Abstract
Nowadays, microservice architecture has been widely adopted in various real systems because of the advantages such as high availability and scalability. However, microservice architecture also brings the complexity of operation and maintenance. Trace-based anomaly detection is a key step in the troubleshooting of microservice systems, which can help to understand the anomaly propagation chain and then locate the root cause. In this paper, we propose a trace-based anomaly detection approach called TICAD. Our core idea is to group the invocations according to their microservice pairs and then perform anomaly detection individually. For each distinct microservice pair, we propose a neural network based on LSTM and self-attention to automatically learn the contextual pattern in the target invocation and previous invocations. Detected invocation anomalies can be further used to infer the trace anomalies. We have verified it on a public data set and the experimental results show that our proposed method is effective compared to the existing approaches.
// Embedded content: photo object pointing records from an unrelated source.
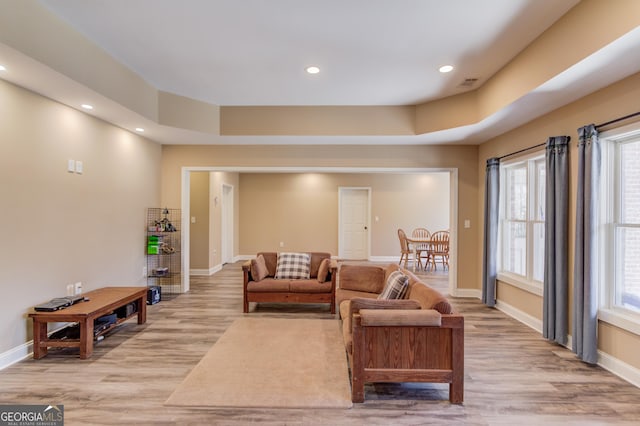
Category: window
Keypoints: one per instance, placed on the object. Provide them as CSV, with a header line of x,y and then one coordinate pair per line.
x,y
521,233
620,242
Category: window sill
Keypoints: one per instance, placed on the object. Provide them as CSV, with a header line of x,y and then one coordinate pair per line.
x,y
627,322
522,284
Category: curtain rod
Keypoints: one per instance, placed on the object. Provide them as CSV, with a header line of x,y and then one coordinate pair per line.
x,y
617,119
522,150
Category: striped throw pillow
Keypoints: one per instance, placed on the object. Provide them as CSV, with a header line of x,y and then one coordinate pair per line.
x,y
293,266
396,286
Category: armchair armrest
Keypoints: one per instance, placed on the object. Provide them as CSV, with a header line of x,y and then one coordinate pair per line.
x,y
400,317
246,266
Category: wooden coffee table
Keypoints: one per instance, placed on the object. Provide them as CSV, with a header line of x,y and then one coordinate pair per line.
x,y
101,302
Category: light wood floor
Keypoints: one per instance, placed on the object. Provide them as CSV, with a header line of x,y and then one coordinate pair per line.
x,y
512,375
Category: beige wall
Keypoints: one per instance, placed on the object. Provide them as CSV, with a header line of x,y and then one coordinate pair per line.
x,y
301,209
58,227
462,158
614,101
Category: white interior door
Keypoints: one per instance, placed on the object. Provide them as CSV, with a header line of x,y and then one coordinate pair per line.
x,y
226,227
353,223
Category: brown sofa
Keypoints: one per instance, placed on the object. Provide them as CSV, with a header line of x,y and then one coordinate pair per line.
x,y
272,290
415,339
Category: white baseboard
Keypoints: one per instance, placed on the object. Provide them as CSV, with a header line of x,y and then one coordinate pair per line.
x,y
205,272
391,259
619,368
521,316
467,292
16,354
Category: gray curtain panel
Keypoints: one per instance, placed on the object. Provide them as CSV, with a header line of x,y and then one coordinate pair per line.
x,y
556,241
491,216
585,300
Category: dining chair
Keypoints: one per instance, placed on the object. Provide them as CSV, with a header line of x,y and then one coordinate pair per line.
x,y
439,248
422,249
405,250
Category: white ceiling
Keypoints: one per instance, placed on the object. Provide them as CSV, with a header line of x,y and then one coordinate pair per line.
x,y
371,52
254,52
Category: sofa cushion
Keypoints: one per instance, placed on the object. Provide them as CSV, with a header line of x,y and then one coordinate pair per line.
x,y
428,297
323,270
342,295
309,286
293,266
369,278
396,286
400,317
259,269
349,307
268,285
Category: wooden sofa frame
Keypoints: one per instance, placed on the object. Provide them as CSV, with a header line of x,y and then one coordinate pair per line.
x,y
408,353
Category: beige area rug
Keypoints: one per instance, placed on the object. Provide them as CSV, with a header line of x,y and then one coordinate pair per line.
x,y
269,362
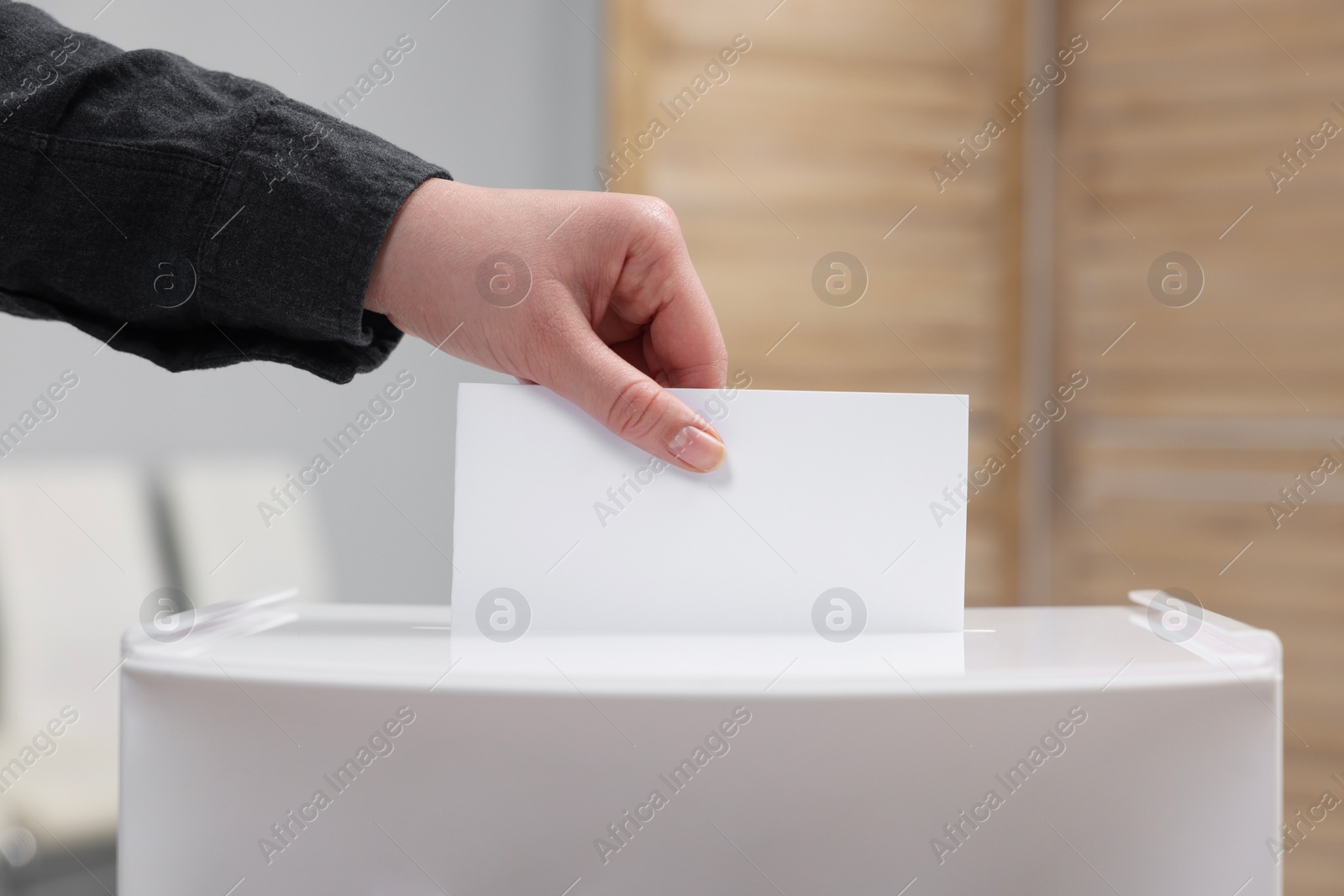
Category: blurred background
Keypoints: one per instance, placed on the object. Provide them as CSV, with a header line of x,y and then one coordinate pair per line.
x,y
1139,201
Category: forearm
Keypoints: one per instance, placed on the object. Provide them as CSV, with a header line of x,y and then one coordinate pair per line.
x,y
210,214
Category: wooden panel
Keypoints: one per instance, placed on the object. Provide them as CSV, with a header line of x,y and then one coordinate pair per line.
x,y
822,140
1193,418
1200,416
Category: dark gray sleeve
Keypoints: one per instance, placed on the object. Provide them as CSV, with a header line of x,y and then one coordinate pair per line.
x,y
192,217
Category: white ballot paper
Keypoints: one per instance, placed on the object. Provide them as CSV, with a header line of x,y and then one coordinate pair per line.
x,y
837,513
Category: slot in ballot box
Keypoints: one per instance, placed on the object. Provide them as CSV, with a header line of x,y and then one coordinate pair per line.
x,y
343,750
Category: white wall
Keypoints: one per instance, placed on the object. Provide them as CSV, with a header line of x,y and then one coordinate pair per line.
x,y
499,93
Access provided by Autonomous University of Puebla. Download conference paper PDF
Similar content being viewed by others
Keywords
1 Introduction
Trace-based anomaly detection is a key step in the troubleshooting of microservice systems because the structure of trace can help operators to understand the anomaly propagation chain and then locate the root cause.
Existing approaches can be divided into two categories: trace-level approaches and invocation-level approaches. For those trace-level approaches such as [3, 5], they need further analysis to locate the abnormal microservice. For those invocation-level approaches such as [2, 4], they can directly detect the invocation anomalies but highly depend on the accuracy.
We propose a supervised trace anomaly detection method called TICAD (Trace Invocation Callee Anomaly Detection), which can effectively learn the sequential patterns in the invocations and then infer the anomalies in the traces. Firstly, TICAD reorganizes the invocations of traces. Then, each invocation’s callee state will be represented as a vector using multiple metrics. TICAD will mine the inherent relationship between the previous invocations and the current one through a neural network based on LSTM and self-attention. After the invocation anomalies are detected, whether a trace is abnormal can be inferred from them.
Our main contributions are listed below: We propose the TICAD, which detects invocation anomalies and subsequently infers the anomalies of the traces. We further propose a neural network based on LSTM and self-attention to detect anomalies in the invocations, which can learn the contextual dependencies and patterns between the invocation vectors. We conduct extensive experiments on TICAD to verify its effectiveness on the public dataset.
2 Related Works
Supervised Machine Learning Approaches: MEPFL [8] is proposed to predict multiple tasks such as latent error detection in the trace log, which is collected from both normal and faulty versions of the application. And Seer [1] is presented to detect Qos violations in the massive trace data. A deep learning model, which contains CNN and LSTM layers, is trained in Seer to predict the abnormal microservices.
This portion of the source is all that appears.